The influence of the Method, not only in the United States but also abroad where it was reflected in the acting styles of Jean-Paul Belmondo and Marcello Mastroianni, is a classic example of how a foreign idea, originally meant for the stage, was adapted in postwar America to the movies, and then conveyed to the rest of the world as a paradigm for both cinematic and social behavior. More important, the Method actor's disregard for language, the reliance on physical mannerisms and even on silence in interpreting a role, has permitted global audiences—even those not well-versed in English—to understand and appreciate what they are watching in American films.

Human Relationships

Finally, American culture has imitated not only the modernists' visual flamboyance, but also their tendency to be apolitical and anti-ideological. The refusal to browbeat an audience with a social message has accounted, more than any other factor, for the worldwide popularity of American entertainment. American movies, in particular, have customarily focused on human relationships and private feelings, not on the problems of a particular time and place. They tell tales about romance, intrigue, success, failure, moral conflicts, and survival. The most memorable movies of the 1930s (with the exception of The Grapes of Wrath) were comedies and musicals about mismatched people falling in love, not socially conscious films dealing with issues of poverty and unemployment. Similarly, the finest movies about World War II (like Casablanca) or the Vietnam War (like The Deer Hunter) linger in the mind long after those conflicts have ended because they explore their character's most intimate emotions rather than dwelling on headline events.

Such intensely personal dilemmas are what people everywhere wrestle with.

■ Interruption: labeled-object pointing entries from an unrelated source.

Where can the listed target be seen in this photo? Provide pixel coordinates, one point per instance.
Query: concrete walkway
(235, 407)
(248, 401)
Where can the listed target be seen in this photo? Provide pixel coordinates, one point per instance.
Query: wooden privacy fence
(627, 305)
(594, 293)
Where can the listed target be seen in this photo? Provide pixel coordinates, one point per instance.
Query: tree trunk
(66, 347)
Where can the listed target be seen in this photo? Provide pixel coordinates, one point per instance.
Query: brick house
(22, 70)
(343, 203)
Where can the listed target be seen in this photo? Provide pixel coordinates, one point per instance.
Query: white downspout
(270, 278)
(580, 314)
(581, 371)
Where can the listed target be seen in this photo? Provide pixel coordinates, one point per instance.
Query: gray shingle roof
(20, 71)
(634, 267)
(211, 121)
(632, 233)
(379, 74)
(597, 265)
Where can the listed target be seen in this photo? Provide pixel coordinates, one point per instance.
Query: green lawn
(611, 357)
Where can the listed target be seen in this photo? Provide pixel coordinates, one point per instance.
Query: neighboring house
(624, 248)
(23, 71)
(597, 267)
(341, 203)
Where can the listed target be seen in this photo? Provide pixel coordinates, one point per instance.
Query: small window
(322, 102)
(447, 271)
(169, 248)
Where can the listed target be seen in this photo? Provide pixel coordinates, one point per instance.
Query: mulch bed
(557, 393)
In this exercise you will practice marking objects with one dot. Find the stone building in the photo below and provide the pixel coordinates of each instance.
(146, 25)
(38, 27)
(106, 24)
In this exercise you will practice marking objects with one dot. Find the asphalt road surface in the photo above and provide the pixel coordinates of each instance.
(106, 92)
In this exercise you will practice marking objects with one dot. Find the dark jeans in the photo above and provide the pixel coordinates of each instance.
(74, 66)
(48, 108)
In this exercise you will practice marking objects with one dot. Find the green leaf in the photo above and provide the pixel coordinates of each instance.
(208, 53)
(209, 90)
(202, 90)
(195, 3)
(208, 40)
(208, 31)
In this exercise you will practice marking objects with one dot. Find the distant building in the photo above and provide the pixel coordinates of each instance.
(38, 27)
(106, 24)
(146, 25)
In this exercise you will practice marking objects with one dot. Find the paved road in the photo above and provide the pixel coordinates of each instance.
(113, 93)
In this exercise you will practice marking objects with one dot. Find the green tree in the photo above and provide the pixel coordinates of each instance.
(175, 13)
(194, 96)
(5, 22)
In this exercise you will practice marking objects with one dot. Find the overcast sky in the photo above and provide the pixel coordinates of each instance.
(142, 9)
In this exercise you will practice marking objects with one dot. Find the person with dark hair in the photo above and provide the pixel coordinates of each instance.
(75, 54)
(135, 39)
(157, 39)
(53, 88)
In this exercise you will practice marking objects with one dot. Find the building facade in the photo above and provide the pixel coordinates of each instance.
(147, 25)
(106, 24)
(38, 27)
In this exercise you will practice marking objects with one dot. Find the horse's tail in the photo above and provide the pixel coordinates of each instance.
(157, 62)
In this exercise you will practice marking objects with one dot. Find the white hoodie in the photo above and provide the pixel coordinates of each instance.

So Europeans, Asians, and Latin Americans flocked to Titanic, as they once did to Gone With the Wind, not because those films celebrated American values, but because people all over the world could see some part of their own lives reflected in the stories of love and loss.

America's mass culture has often been crude and intrusive, as its critics have always complained. But American culture has never felt all that foreign to foreigners. And, at its best, it has transformed what it received from others into a culture everyone, everywhere, could embrace—a culture that is both emotionally and, on occasion, artistically compelling for millions of people throughout the world.

So, despite the current resurgence of anti-Americanism—not only in the Middle East but in Europe and Latin America—it is important to recognize that America's movies, television shows, and theme parks have been less "imperialistic" than cosmopolitan. In the end, American mass culture has not transformed the world into a replica of the United States. Instead, America's dependence on foreign cultures has made the United States a replica of the world.


The opinions expressed in this article do not necessarily reflect the views or policies of the U.S. government.